In Lean, there's a lot of talk about reducing work in progress (WIP). It's interesting to me that even though it seems that Lean concepts have permeated the software industry, so many teams struggle with finishing things.

Speaking from the point of view of a developer, I can say that there's a real drag on morale when it feels like no one particularly cares about receiving the value of my work. Obvious bottlenecks in a team's process that persistently go unaddressed are not just a waste of money, they're a reason for people to check out. Add to this malaise the tedium of fixing the continuous merge conflicts that come when we create code branches that we can't merge for a long time. Ugh.

Some common impediments to finishing things:

  • Slow code reviews
  • Exhaustive manual testing
  • Distracted product owners

Slow code reviews

I've long been of the opinion that most code reviews are hardly worth the time spent on them by the reviewer and not worth the interruption to the flow of work that they cause. It's really hard to do good code reviews and it's a major bummer to wait a long time for someone to review your code only to get a rubber stamp. I like to call this "Quality Theater", where a checklist of procedures are half-heartedly (yet religiously) performed that don't actually improve the quality much. I would encourage teams to look at metrics in whichever code review system they use to see how long code reviews are taking, and how many significant changes to code occur as a result of the reviews. Be honest if they're resulting in long delays that usually end in a rubber stamp.

Exhaustive manual testing

If the team has dedicated QA people, is it taking a long time for work to make it through testing? Why? Is there a large amount of manual testing going on for every story? Can we automate more of the tests? Are stories hanging around in the "QA in Progress" stage waiting for clarification from the product owner about an edge case that's not really central to the story? Are stories being rejected by QA because of a small issue that does not detract from the value of the story?

Distracted product owners

Is the product owner plugged into the project fully and making it a priority? Are we waiting a long time for them to accept the work we've done? Are stories being held up because of ambiguous requirements where the team can't agree if they were met or not?

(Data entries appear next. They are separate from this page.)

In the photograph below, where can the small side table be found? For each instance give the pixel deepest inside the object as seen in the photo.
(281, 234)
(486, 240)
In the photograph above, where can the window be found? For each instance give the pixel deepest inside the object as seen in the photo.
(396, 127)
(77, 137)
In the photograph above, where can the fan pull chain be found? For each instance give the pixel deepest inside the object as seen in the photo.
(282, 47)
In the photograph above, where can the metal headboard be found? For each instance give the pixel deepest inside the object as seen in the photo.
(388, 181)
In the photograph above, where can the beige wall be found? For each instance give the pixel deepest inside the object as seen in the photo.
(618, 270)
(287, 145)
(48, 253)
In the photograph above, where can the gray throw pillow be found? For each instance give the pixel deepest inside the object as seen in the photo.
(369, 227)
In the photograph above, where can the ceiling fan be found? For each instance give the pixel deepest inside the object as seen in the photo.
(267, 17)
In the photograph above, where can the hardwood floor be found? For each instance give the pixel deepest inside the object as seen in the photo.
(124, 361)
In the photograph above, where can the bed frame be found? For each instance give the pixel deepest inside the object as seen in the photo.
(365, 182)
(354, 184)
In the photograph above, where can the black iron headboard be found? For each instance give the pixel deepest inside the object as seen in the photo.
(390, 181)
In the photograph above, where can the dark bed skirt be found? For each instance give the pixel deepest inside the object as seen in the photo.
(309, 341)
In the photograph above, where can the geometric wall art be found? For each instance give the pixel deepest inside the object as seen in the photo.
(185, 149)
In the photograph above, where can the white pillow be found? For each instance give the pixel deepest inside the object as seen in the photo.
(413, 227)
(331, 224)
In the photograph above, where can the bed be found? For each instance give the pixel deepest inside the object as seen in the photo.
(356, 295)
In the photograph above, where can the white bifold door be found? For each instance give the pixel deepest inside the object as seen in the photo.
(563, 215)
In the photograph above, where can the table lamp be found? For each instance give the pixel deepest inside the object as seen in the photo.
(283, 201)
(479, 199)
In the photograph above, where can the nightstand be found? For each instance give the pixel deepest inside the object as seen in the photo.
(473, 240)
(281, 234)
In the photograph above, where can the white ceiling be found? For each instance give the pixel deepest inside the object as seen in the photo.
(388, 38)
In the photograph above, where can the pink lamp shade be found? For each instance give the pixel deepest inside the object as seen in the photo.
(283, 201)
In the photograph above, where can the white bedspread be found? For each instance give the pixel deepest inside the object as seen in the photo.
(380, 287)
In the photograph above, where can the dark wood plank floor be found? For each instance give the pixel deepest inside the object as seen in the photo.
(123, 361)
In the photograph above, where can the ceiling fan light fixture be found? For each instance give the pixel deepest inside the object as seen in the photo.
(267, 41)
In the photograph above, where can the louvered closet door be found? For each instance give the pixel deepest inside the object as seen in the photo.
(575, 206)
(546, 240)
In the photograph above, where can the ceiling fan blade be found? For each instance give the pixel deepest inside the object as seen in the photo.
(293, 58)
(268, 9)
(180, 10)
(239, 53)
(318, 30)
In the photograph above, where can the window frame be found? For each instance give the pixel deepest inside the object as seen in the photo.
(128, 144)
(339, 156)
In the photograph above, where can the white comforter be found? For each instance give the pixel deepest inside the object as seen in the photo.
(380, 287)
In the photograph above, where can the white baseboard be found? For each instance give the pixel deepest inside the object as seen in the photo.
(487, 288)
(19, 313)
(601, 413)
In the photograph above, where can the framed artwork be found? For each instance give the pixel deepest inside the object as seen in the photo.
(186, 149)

So how do we finish things faster? Other than recognizing the impediments above and having some earnest discussions about why they're occurring, there are some general concepts that apply broadly.

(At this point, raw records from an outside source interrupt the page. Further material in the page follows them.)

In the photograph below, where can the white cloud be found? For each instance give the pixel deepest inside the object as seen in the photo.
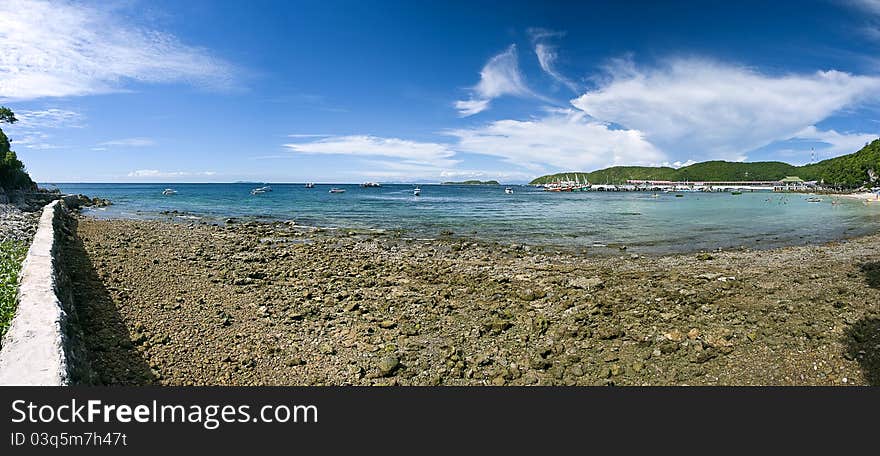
(129, 142)
(413, 152)
(30, 130)
(837, 143)
(169, 174)
(706, 109)
(565, 139)
(500, 76)
(57, 49)
(49, 118)
(470, 107)
(402, 172)
(547, 59)
(871, 6)
(547, 56)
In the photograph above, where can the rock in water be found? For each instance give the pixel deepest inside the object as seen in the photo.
(388, 365)
(587, 283)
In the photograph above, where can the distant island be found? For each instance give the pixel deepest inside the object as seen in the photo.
(847, 171)
(472, 182)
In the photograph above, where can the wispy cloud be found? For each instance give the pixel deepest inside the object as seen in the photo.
(566, 139)
(155, 173)
(871, 6)
(547, 55)
(49, 118)
(129, 142)
(706, 109)
(32, 131)
(836, 143)
(413, 152)
(58, 49)
(499, 77)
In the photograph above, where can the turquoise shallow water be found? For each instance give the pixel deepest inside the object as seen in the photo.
(697, 221)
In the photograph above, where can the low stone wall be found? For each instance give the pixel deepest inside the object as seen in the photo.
(40, 346)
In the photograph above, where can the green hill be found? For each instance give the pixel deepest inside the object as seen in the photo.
(848, 171)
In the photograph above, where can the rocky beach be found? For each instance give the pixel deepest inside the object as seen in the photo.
(185, 303)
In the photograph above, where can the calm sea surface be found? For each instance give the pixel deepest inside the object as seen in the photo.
(575, 220)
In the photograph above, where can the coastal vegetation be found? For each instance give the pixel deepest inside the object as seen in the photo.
(847, 171)
(11, 255)
(13, 175)
(472, 182)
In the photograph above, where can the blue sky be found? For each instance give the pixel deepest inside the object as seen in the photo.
(327, 91)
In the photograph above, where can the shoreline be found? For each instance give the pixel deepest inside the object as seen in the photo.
(864, 196)
(651, 248)
(268, 305)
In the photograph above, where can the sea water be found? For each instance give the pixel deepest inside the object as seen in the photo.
(592, 220)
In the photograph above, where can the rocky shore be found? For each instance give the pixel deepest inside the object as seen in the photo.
(274, 304)
(16, 224)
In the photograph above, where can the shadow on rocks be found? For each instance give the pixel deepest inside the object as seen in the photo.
(863, 345)
(872, 273)
(112, 357)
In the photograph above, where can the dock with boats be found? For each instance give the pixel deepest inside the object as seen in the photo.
(790, 183)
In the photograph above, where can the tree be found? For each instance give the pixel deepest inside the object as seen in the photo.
(12, 172)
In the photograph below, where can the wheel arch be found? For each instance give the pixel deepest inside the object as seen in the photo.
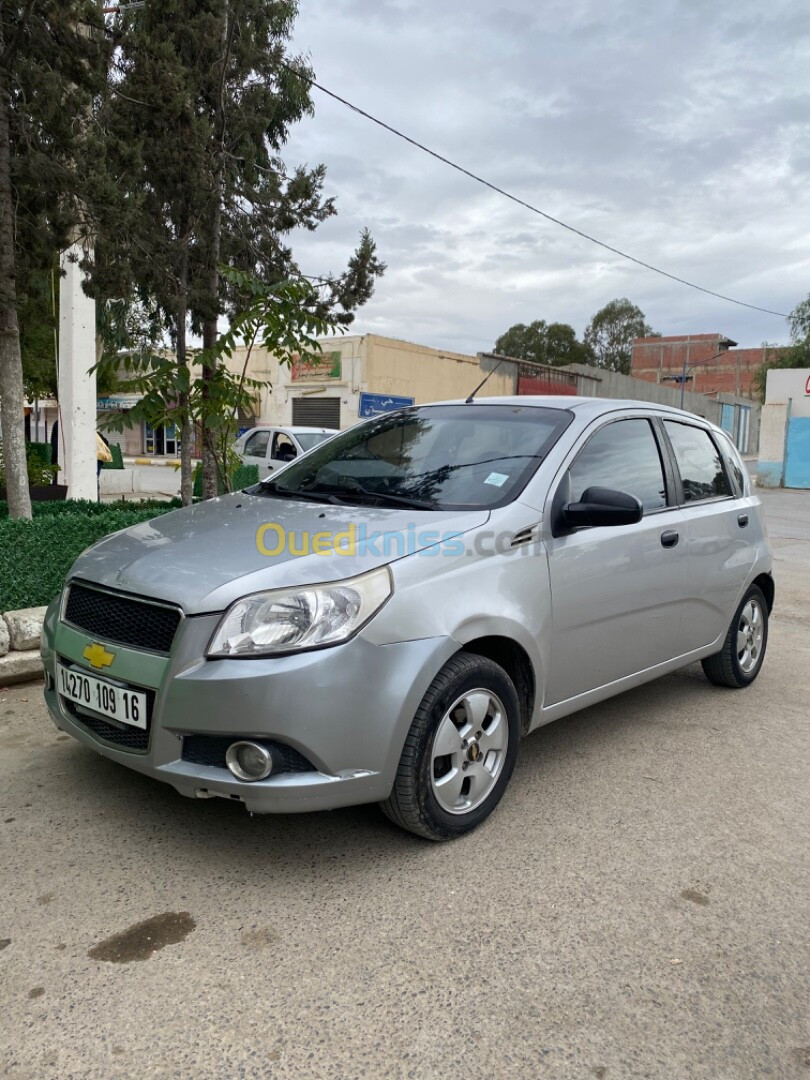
(765, 581)
(515, 661)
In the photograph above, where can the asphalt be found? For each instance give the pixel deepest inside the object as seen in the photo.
(637, 907)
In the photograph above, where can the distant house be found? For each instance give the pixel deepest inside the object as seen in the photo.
(709, 363)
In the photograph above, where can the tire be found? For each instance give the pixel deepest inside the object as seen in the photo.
(740, 660)
(471, 710)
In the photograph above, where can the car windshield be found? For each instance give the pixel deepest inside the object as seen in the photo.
(310, 439)
(439, 457)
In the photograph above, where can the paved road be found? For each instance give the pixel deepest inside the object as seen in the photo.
(636, 908)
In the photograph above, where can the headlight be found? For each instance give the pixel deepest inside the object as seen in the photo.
(288, 620)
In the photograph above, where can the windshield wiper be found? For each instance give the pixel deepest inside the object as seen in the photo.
(359, 494)
(280, 493)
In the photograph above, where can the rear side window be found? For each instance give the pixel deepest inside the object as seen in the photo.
(699, 461)
(733, 463)
(256, 445)
(624, 457)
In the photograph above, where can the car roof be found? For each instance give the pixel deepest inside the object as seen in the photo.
(584, 407)
(288, 427)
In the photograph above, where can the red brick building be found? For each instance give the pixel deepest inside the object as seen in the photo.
(713, 362)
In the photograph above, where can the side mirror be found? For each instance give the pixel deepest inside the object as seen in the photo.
(602, 505)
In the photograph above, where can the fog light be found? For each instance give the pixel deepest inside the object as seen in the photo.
(248, 760)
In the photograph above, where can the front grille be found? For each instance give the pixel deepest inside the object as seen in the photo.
(121, 736)
(122, 620)
(210, 750)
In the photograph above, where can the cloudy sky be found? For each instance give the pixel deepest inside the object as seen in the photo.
(675, 130)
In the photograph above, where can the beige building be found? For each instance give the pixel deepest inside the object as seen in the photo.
(334, 390)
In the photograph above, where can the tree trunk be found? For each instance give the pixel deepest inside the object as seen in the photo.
(12, 393)
(187, 426)
(210, 324)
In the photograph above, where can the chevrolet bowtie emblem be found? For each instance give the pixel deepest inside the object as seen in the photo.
(97, 656)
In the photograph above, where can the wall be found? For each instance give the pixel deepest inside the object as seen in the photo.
(661, 360)
(373, 364)
(784, 446)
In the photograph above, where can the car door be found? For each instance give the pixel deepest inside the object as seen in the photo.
(717, 532)
(256, 449)
(617, 593)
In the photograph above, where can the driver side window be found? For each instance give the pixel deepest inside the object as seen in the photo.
(622, 456)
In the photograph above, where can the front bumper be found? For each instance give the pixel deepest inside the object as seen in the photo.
(346, 709)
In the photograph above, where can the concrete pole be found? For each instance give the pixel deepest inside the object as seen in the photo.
(77, 385)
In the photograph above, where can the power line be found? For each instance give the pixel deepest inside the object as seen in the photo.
(522, 202)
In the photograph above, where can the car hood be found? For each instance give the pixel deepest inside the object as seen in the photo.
(205, 556)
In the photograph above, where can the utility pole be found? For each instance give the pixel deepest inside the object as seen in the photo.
(77, 380)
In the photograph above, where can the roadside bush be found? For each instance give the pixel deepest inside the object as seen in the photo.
(242, 476)
(93, 509)
(118, 458)
(36, 555)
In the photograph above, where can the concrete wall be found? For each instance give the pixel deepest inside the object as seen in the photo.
(662, 359)
(598, 383)
(784, 444)
(372, 364)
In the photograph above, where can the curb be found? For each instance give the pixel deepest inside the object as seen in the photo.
(21, 667)
(174, 462)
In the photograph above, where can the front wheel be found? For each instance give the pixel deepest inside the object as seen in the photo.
(739, 661)
(459, 753)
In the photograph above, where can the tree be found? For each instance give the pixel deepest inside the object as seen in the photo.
(50, 66)
(201, 99)
(610, 334)
(543, 343)
(797, 354)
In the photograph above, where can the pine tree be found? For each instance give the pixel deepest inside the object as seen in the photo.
(51, 63)
(200, 105)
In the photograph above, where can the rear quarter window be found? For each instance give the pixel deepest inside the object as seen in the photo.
(700, 463)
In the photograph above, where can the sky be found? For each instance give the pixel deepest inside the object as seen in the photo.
(674, 131)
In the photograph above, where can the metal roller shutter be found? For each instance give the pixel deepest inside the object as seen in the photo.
(316, 413)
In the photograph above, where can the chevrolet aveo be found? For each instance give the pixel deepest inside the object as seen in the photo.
(387, 617)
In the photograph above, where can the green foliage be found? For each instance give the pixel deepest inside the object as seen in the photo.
(38, 459)
(610, 334)
(239, 477)
(187, 177)
(541, 342)
(284, 318)
(118, 458)
(36, 555)
(92, 509)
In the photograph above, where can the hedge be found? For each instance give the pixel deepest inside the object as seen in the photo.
(118, 458)
(92, 508)
(242, 476)
(36, 555)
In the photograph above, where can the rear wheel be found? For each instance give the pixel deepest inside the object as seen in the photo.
(741, 657)
(459, 753)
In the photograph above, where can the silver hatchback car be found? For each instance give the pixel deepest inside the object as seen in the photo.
(387, 617)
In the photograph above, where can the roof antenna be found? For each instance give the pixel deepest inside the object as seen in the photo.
(469, 401)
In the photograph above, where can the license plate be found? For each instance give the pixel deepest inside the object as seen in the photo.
(127, 706)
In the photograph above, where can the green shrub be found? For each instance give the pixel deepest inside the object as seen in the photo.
(118, 458)
(36, 555)
(93, 509)
(39, 450)
(242, 476)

The common thread is in identifying what is our unit of "done"?

  • Make stories that are small increments of value
  • If a story is being held up because of a tricky aspect, consider splitting off the hard part and finishing the easier part cleanly
  • If we discover a story has a subset of the requirements that is contentious or poorly defined, can we finish the obvious part now and put a story in the backlog for the wishy-washy part?

The idea is to focus on finishing things. What is slowing down our process of getting units of value to "done"?